Pancreatic b-cells in the Islets of Langerhans are key to maintaining glucose homeostasis, by secreting the peptide hormone insulin. Insulin is packaged within vesicles named insulin secretory granules (ISGs), that have recently been considered to have intrinsic structures and proteins that regulate insulin granule maturation, trafficking, and secretion. Previously, studies have identified a handful of novel ISG-associated proteins using different separation techniques. Here, this study combines an optimized ISG isolation technique and mass spectrometry-based proteomics, with an unbiased protein correlation profiling and targeted machine learning approach to uncover 211 ISG-associated proteins with confidence. Four of these proteins: Syntaxin-7, Synaptophysin, Synaptotagmin-13 and Scamp3 have not been previously ISG-associated. Through colocalization analysis of confocal imaging we validate the association of these proteins to the ISG in MIN6 and human b-cells. We further validate the role for one (Scamp3) in regulating insulin content and secretion from b-cells for the first time. Scamp3 knock-down INS-1 cells show a reduction in insulin content and dysfunctional insulin secretion. These data provide the basis for future investigation of Scamp3 in b-cell biology and the regulation of insulin secretion.
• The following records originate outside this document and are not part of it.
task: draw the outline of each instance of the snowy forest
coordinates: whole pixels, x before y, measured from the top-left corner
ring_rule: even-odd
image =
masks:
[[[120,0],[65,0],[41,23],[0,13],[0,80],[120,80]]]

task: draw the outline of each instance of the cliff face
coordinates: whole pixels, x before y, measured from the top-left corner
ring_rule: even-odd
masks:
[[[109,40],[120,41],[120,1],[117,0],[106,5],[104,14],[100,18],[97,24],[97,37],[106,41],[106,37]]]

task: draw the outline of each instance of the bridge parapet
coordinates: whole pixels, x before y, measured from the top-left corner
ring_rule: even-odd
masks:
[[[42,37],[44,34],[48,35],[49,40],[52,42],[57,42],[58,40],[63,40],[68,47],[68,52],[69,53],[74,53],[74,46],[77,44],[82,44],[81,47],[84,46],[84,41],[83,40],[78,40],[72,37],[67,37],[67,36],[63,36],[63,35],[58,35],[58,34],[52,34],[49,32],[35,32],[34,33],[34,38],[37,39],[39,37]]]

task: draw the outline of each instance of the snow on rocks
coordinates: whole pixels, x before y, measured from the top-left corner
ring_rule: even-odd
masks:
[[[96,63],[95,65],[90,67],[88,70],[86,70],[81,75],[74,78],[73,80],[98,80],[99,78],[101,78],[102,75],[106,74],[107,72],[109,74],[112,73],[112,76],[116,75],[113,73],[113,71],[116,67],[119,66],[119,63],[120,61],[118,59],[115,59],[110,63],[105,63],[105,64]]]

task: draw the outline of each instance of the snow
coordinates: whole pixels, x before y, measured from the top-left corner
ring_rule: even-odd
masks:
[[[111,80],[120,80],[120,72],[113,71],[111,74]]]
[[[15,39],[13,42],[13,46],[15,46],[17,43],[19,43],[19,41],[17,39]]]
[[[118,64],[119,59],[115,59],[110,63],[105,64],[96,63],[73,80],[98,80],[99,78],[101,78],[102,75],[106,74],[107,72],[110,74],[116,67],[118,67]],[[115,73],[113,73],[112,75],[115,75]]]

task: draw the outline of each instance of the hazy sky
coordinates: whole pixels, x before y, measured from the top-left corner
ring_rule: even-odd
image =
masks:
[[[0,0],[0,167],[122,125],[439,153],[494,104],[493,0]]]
Keywords: insulin secretory granule, beta-cell, pancreas, proteomics, syntaxin-7, synaptophysin, synaptotagmin-13, scamp3


Article Highlights

· This study optimizes insulin granule isolation techniques alongside enhanced proteomics analyses to establish the first murine insulin secretory granule proteome.

· We investigated what proteins are present on insulin granules from MIN6 cells to further our understanding of insulin granule biogenesis, trafficking, and secretion.

· We found 211 insulin granule-associated proteins and validated 4 novel proteins.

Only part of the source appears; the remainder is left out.